Selzinz describes the ballet as “Marie’s dream journey” and hopes that it “will illuminate what is special about all holiday stories…the value of love, the need for hope, and the comfort of family.” It’s a compelling message, yet told through a reference that most of us already know – – The Nutcracker ballet.

So, can a Nutcracker ever be new? I’m not so sure.

A Book Review: Diana Taylor, “Performance”

In May, Text and Performance Quarterly published my review on Diana Taylor’s book Performance.

It was a fun review to write, but not easy. I think there is a lot to say about how Taylor’s Performance moves and what it attempts to argue. Unfortunately, the constraints and expectations of academic book reviews don’t always allow for the fullness of thinking about a text.

Here is a link if you’re interested in what I had to say about Performance.

Watching, But not Writing

 

I must confess. I’ve seen some dance and performance that I haven’t written about. Some of it was just too dull. Some of it just didn’t inspire. And others I couldn’t find the time to write the fullness they demanded. So here is a list:

May 7th Rioult Dance NY, “Bach Dances”

May 6th ODC School, “Uncertain Weather”File_000 (28)

April 28th Risa Jaroslow & Dancers, “Touch Bass”

April 21st San Francisco Playhouse, “Noises Off”

April 6th Wooster Group, “The Town Hall Affair”

February 21st, San Francisco Ballet, “Frankenstein”

February 18th Mike Daisey, “The End of Journalism”

I’m looking forward to Kyle Abraham/Abraham.In.Motion, “Dearest Home” (May 18 –  20) and Hope Mohr 10th Anniversary Season, “Precarious” (June 1 – 3). And I’m looking forward to writing.

First Show of 2017 – How to Write?

Meg Stuart, “An evening of solo works,” January 20th

A good friend pointed out that maybe after 2 years, I don’t have to write about every dance I see anymore. He pushed this point a bit further: “maybe you’ve gotten what you need out of that practice.”

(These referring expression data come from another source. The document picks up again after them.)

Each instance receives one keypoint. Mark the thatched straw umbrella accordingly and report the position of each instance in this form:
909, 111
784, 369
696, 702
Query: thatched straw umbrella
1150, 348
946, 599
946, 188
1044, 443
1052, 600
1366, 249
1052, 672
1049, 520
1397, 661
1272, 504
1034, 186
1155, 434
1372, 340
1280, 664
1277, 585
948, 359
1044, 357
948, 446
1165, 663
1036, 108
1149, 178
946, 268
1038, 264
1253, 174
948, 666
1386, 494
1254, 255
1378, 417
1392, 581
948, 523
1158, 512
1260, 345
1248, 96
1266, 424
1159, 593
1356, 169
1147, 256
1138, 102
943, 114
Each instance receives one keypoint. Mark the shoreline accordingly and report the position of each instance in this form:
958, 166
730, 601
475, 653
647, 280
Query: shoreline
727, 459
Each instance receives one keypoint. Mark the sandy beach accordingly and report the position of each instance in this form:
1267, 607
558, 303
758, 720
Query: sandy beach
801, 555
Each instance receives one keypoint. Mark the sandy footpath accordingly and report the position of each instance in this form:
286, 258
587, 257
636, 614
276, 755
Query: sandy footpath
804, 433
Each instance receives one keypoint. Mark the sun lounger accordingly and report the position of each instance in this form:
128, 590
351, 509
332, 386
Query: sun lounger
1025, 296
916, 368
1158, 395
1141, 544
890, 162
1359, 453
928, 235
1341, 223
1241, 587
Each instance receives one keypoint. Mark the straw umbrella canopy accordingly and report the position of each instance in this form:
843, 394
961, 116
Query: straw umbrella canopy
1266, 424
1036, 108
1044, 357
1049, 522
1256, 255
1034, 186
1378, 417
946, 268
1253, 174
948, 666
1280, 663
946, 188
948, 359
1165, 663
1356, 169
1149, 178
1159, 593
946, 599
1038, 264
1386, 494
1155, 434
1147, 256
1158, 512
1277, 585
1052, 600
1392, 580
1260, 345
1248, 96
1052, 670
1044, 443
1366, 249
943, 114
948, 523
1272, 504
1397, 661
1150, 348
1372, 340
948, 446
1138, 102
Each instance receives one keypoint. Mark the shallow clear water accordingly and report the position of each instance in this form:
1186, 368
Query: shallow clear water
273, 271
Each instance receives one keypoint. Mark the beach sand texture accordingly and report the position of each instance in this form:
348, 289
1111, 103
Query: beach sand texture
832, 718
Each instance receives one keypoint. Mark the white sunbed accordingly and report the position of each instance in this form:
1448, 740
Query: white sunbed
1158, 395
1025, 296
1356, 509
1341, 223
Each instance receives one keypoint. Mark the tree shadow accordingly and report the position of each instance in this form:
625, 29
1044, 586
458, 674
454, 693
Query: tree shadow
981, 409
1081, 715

He might be right, but I still strongly believe that this writing practice enables me to participate in the dance community in a way that (I feel) is meaningful, thoughtful, responsive. So do I write only about the dances that inspire or challenge me in some way? Do I write only when asked?

Another thought as I type is to write every week or so either about a dance I’ve seen or something about dance. I’m not sure I can keep up, but it would be a different kind of practice and writing.

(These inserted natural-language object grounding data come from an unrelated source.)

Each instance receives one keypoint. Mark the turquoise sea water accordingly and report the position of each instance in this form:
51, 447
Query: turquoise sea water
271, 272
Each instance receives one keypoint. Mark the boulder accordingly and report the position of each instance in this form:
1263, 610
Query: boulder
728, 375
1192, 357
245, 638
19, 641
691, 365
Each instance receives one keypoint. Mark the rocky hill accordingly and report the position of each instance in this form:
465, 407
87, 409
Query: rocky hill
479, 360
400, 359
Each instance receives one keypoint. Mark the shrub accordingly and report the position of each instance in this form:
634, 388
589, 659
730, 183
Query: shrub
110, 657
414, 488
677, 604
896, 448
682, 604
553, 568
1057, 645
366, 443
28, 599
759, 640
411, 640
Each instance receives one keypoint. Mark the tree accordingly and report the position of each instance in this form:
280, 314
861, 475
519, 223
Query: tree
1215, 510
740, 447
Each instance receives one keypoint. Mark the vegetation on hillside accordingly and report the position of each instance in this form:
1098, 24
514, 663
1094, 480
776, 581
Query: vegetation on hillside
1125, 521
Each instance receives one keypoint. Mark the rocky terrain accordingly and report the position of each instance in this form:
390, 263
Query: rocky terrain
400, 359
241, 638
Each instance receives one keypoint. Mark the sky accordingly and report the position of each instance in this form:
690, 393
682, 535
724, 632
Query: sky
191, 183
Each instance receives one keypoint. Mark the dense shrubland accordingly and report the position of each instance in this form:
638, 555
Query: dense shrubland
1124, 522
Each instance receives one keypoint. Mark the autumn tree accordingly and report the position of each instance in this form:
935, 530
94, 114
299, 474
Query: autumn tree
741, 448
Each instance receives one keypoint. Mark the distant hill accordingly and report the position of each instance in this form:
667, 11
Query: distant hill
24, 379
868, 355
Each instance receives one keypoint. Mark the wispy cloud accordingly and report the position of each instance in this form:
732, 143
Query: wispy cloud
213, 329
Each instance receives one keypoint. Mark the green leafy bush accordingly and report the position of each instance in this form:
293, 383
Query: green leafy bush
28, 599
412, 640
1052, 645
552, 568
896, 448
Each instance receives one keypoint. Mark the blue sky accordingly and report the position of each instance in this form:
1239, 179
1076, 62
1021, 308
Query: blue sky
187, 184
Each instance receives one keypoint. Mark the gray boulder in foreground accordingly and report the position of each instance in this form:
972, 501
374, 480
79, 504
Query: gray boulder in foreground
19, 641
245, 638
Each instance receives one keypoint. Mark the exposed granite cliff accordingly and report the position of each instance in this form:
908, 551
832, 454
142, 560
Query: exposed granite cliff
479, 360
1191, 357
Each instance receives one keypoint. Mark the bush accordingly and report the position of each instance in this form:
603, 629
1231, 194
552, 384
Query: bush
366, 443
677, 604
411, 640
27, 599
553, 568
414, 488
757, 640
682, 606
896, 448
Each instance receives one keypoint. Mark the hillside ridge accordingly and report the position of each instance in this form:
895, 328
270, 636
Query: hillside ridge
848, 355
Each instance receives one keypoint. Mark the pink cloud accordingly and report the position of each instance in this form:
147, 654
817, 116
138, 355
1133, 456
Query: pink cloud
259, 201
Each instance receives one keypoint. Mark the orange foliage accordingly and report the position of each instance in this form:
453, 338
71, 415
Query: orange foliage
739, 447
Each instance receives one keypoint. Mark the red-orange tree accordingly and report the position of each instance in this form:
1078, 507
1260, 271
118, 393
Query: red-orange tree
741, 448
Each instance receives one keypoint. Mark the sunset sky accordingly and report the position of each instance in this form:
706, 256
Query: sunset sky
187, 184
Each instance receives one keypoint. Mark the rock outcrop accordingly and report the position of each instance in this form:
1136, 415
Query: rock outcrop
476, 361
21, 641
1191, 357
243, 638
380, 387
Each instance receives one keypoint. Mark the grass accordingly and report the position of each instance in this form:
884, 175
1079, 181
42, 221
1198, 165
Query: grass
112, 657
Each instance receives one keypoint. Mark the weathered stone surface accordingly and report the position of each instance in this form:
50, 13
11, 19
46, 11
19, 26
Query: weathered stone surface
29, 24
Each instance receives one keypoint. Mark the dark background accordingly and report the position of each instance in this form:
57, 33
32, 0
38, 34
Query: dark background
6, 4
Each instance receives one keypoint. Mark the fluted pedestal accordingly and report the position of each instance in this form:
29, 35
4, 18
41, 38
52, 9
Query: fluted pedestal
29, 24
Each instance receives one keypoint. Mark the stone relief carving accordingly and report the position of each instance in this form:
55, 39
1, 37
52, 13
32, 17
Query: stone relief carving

As I ease into the possibility of writing more (and less), I offer a brief response to Meg Stuart’s show, “An evening of solo works,” at Counterpulse Jan. 20th. I went with a few friends; they knew more about Stuart’s work. We all agreed that “Blanket Lady” (2012) was the most compelling dance of the five performed. The music, costume, and choreography came together in such an interesting way. I wanted to see the entire piece (maybe I did). That said, what I enjoyed the most about the evening was being in the company of friends, talking dance and resistance.

Heading into the New Year – 2017

I wrote a little review of the dance I saw in 2016. It’s not really a formal review, but more so a reflection on my writing.

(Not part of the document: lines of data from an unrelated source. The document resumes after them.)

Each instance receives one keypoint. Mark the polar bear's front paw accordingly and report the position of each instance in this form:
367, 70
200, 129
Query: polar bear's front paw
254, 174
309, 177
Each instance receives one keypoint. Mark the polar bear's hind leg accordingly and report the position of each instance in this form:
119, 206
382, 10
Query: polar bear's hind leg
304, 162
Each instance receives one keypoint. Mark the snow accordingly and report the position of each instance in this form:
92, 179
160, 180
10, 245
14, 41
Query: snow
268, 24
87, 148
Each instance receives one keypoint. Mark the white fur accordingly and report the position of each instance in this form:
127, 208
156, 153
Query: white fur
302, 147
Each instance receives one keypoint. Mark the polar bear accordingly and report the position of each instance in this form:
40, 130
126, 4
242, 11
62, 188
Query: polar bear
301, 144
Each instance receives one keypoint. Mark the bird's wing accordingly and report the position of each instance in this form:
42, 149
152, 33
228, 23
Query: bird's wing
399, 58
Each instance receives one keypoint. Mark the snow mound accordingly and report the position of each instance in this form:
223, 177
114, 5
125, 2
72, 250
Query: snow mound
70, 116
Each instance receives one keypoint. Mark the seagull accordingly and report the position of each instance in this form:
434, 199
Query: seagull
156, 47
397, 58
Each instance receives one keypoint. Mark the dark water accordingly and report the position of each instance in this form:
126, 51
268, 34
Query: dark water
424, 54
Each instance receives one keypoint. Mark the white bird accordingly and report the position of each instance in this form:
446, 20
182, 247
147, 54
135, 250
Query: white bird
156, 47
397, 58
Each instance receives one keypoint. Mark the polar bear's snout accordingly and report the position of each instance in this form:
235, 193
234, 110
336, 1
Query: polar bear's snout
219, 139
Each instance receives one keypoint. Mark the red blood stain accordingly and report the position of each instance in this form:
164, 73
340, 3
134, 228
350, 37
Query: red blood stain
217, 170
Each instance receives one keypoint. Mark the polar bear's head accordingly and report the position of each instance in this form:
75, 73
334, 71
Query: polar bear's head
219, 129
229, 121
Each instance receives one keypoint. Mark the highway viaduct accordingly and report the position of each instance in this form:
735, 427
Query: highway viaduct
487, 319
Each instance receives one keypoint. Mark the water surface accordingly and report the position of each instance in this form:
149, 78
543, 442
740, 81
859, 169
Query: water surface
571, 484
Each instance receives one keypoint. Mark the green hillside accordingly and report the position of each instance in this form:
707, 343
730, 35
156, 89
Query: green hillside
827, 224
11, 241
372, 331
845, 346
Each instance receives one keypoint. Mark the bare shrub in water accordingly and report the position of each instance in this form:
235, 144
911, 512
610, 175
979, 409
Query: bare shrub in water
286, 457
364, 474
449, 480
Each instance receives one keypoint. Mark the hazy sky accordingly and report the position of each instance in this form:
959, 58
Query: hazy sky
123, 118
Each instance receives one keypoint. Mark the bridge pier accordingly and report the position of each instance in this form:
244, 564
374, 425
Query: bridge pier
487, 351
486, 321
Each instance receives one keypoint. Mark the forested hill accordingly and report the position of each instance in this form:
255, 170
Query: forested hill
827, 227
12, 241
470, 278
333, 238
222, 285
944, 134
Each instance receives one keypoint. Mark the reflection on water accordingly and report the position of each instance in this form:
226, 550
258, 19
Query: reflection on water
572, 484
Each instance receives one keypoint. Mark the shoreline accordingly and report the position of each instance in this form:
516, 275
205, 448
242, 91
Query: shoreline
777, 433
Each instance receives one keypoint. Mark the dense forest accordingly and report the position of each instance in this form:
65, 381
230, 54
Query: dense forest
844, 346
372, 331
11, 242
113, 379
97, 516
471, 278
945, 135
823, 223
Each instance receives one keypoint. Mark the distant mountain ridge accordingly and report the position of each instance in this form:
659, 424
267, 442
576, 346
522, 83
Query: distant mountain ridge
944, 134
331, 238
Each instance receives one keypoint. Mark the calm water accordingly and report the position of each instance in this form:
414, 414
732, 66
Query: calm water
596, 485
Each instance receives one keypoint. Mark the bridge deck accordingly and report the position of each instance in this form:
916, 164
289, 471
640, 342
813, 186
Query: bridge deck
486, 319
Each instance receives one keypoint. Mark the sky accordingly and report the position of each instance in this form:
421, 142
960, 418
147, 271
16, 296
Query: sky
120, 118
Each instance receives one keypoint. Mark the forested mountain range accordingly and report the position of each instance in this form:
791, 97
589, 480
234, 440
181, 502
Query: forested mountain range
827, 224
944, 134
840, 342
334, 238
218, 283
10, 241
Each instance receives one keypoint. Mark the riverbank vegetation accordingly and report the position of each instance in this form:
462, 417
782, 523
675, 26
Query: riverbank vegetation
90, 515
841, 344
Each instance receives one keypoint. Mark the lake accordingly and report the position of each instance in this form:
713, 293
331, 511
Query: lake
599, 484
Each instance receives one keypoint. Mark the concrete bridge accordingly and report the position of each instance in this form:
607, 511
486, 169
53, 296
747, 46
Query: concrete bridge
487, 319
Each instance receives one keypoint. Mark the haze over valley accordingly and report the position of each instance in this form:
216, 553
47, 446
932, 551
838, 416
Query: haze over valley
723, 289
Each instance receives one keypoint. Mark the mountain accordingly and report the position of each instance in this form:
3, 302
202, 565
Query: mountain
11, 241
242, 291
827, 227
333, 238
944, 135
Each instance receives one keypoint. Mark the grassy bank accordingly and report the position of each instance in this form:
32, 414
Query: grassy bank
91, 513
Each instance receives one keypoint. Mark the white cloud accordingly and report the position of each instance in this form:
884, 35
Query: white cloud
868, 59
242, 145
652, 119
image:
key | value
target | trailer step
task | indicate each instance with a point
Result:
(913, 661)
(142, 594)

Oddly, I already have tickets for a few shows. Here they are in chronological order:

Jan. 20 Meg Stuart, “An Evening of Solo Works” at Counterpulse

Feb. 03 Lucinda Childs Dance Company, “Available Light” at Zellerbach Hall

Feb. 21 San Francisco Ballet, “Frankenstein” at War Memorial Opera House

May 07 Rioult Dance, “Bach Dances” at Zellerbach Playhouse

May 18 Kyle Abraham, “Dearest Home” at YBCA Forum

5 performances to watch, and many more waiting to be seen.  I can’t wait.